Furthermore, I'm not listening to JD Hood. I have a halfway decent idea of how to do a literature search (which, by the way, isn't what I would call "research" unless I am acting as a journalist, or I actually do a formal meta-analysis). Anyway, the problem with the 97% number is that I know of at least seven studies that superficially appear to contradict it (five appear in Bustos et al. 2021, the inference from the 2015 U.S. Transgender Survey result on detransitioning is a sixth, and I mention a seventh below), and although a number of those are older, the newer ones are significantly different from the recent papers that report very low (<1%) regret rates. Furthermore, there are multiple cases where serious potential regret can be inferred as a consequence of surgery even if it isn't reported in a patient survey, some of which can be partially ameliorated by more comprehensive health care practices, like saving gametes in cases of gonadectomy (see, for instance, https://pubmed.ncbi.nlm.nih.gov/22128292/). Additionally, it's not entirely clear that a hyperfocus on low regret levels is even the appropriate standard for quality care, with major possible errors in various directions, including surgical interventions being used in a context where one would assume a strong regret-reducing social pressure ("we all agreed I'd be so relieved and I really wanted this and...it's...it's better, yes it's better!"), potential psychological damage from conveying excessive concern about possible regret ("if this is a mistake you'll want to die"), unwarranted hesitancy in severe but not 100% certain cases (https://pubmed.ncbi.nlm.nih.gov/34666278/), and so on.

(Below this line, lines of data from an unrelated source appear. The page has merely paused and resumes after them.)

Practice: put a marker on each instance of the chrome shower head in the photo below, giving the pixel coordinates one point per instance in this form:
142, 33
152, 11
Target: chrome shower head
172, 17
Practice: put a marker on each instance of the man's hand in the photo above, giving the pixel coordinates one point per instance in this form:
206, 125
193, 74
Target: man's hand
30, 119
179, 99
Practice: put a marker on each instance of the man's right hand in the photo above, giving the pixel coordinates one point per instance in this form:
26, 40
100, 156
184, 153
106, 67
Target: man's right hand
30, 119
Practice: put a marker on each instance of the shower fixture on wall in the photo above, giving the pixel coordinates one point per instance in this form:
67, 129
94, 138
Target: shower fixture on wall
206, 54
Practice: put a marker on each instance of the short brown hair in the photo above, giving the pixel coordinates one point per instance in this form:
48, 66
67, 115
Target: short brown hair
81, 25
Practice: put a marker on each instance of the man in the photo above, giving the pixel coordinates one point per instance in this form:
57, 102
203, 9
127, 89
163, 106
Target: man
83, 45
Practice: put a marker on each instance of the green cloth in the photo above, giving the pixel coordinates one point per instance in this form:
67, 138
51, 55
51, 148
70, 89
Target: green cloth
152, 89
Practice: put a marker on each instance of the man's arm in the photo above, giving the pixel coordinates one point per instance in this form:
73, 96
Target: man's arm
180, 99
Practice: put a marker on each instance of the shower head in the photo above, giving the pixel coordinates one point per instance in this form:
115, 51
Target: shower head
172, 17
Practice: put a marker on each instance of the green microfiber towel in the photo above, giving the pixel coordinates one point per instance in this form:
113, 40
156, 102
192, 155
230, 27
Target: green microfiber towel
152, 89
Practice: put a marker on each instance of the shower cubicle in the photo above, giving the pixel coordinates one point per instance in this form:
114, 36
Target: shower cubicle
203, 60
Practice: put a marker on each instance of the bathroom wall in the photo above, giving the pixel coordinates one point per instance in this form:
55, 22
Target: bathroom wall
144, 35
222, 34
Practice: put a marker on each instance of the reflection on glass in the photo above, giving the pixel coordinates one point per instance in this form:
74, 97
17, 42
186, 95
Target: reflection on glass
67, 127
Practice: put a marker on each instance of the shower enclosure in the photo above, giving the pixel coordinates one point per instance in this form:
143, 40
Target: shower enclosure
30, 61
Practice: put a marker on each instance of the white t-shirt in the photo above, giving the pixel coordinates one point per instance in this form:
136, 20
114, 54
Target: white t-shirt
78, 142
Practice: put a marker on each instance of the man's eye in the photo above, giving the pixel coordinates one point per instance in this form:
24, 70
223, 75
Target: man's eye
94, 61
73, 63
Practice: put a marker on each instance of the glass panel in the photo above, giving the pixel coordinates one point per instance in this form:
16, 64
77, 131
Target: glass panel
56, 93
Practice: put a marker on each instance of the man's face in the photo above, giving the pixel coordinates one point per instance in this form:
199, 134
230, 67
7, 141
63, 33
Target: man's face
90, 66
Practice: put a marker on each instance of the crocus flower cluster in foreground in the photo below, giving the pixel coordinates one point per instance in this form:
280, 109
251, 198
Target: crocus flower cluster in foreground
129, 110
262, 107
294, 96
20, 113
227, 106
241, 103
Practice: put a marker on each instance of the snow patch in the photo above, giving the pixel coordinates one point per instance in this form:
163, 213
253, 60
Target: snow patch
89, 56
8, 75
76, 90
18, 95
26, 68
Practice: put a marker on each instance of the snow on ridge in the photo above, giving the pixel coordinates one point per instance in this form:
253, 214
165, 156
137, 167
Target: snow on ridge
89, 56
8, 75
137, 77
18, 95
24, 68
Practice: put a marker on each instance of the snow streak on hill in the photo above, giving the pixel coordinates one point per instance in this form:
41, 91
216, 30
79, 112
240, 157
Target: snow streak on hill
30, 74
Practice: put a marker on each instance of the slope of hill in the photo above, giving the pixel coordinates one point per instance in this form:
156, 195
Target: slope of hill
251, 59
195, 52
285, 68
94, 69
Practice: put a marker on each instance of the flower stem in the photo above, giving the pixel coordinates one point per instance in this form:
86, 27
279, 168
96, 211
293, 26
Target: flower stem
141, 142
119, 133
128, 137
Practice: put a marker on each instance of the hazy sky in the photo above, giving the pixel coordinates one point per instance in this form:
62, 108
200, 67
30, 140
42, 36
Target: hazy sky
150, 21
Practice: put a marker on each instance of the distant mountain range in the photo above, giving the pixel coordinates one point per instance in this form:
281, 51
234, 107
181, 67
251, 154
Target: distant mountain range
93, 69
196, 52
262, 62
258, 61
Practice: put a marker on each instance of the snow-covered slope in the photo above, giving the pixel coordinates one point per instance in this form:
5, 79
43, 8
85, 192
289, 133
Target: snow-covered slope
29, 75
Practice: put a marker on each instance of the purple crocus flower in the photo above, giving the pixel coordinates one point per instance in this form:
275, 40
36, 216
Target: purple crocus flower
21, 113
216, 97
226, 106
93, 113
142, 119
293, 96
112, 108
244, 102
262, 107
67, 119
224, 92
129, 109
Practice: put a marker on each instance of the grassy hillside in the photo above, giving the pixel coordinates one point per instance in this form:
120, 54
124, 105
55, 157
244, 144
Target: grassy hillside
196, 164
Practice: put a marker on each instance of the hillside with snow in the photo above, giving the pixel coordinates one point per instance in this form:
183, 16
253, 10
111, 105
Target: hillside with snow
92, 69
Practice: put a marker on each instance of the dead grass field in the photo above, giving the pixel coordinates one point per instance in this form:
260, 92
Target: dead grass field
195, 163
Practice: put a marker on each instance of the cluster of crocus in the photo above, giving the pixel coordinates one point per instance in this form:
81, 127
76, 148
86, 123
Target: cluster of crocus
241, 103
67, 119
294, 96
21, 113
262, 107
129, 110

So, anyway, you can keep saying 97%. But I wouldn't advise it. I don't think it's robustly supportable (here's a recent paper with a 10% hormone therapy regret rate: https://www.ncbi.nlm.nih.gov/pmc/articles/PMC8775415/), the methodology is rarely good enough to measure small numbers like 1-3% given that regret and dropout are liable to be correlated, it obscures variability that when addressed can lead to powerful arguments against the kinds of concerns people express to justify making trans-supporting health care illegal, and it's not totally clear regret is an ideal metric anyway.
And I do think that things like this are important enough to have quite a bit of discussion about it, because I think the overall cultural landscape is built out of little things like this, which done one way gradually lead more people into being thoughtful and having more productive conversations, and done another are more likely to lead to dug-in camps that can't even communicate with each other.
Anyway, thank you for taking so much time on this. Hopefully someone else will read the exchange and be enlightened by those experiences and knowledge that you have shared. But you really ought to be a little more tentative in your conclusions about other people's understanding of areas. Just because they disagree with you it doesn't follow that they aren't decently well-informed or don't see the big picture or are disagreeing because they disagree on the big picture instead of the-specific-thing-you-said. If they say random garbage ("vaccines curdle the blood!"), well, then, yes, they probably don't understand much. Otherwise, the difference might be due to different premises or different communication styles, among other things.